Professor Holly Dunsworth is a biological anthropologist who looks to fossil, anatomical, and metabolic evidence to reconstruct ape and human evolution, and she’s changing what the world knows about evolution – and human pregnancy.

Her early research on the feet of fossil apes led her to examine the evolution of bipedalism – or upright walking on two legs. That study got her thinking about human growth and reproduction, because two traits that set humans apart from other primates – big brains and the ability to walk upright  – could be at odds with one another when it comes to childbirth. After all, big brains (and the big heads that encase them) are hard to push through the human birth canal, but a wider pelvis might compromise our ability to walk upright.

Her study led her to publish a research paper challenging the long-held belief that the length of a human pregnancy is determined by the size of the mother’s birth canal and, ultimately, the width of her pelvis. Professor Dunsworth’s paper on what anthropologists call the “obstetric dilemma,” concludes that the length of human pregnancy is limited primarily by a mother’s metabolism, not the size of her birth canal.

“What we found is that babies are born when they’re born because mother cannot put any more energy into gestation and fetal growth,” she explained. “Mom’s energy is the primary evolutionary constraint, not her hips,” she said.

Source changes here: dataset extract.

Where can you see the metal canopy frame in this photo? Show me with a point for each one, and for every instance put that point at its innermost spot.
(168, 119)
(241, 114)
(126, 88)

The resulting media attention thrust her into the limelight in unexpected ways. She’s been featured in the popular British science television program Horizon, quoted in numerous news stories, invited to speak at prominent venues around the globe, and generated a tremendous following on Twitter.

She hopes the attention will carry over into several new projects, including a book for general audiences about the evolution of reproduction and a children’s book about how dogs evolved from wolves, written from the perspective of her mutt Elroy.

“When I wake up in the morning, I want to change the way people think about evolution,” she said. With every bipedal step she takes, Professor Dunsworth is making progress toward accomplishing that goal.